Driving demand further, in March it was announced that home developers across the UK will soon be legally required to install gigabit-speed internet connections in all newbuild homes.

“INOs boost the UK’s economic productivity by acting as smart enablers, accelerating digital transformation in government and small business. Faster, reliable connections have never been more important than they are today,” says Oxby, citing that INOs are now even connecting government and small business to cloud-based services so they can access data remotely and on demand.

“Governments can build on full fibre networks to power smart cities that use data to drive efficiencies, improve the quality of public welfare and transform the way UK citizens interact with public services,” he adds.

However, debate continues, not least around the role of Openreach et al, access to skilled labour, and the choice of technology, with Bristow saying: “When you can get that type of performance from wireless, why go and invest in all that physical infrastructure?”

While a question mark hangs over the details of how the UK will achieve is connectivity targets, one thing that can be considered a certainty is that competition is alive and well in the independent sector.

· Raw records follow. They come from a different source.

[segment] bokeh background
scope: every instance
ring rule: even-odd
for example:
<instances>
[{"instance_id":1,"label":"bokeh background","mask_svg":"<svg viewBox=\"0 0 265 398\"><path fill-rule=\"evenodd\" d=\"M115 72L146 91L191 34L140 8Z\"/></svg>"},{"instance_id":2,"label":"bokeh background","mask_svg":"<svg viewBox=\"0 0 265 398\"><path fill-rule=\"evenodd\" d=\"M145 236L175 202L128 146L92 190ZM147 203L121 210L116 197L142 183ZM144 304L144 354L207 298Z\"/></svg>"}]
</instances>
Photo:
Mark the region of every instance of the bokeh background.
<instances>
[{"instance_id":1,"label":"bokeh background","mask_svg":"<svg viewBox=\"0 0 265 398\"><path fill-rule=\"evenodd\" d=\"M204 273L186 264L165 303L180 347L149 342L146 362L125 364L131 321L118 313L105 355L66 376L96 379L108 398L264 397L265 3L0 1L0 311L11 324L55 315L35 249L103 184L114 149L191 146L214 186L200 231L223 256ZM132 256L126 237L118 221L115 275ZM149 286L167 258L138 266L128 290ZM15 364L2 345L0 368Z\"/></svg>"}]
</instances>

The case for connectivity as infrastructure has found new strength in recent weeks, but the attitude towards infrastructure builds is a cultural mismatch for the world of tech, marred by inefficiencies and bureaucracy.

To build a national gigabit-capable network, fit to meet the demands of 2025, the consensus is that a new level of agility will be required.

Bristow says: “The need for connectivity in the last few months, in particular with Covid-19, has proven that we need a high-performance network with agility, to support us wherever we are. Any time, any place anywhere, with the ability to support high-performance applications.”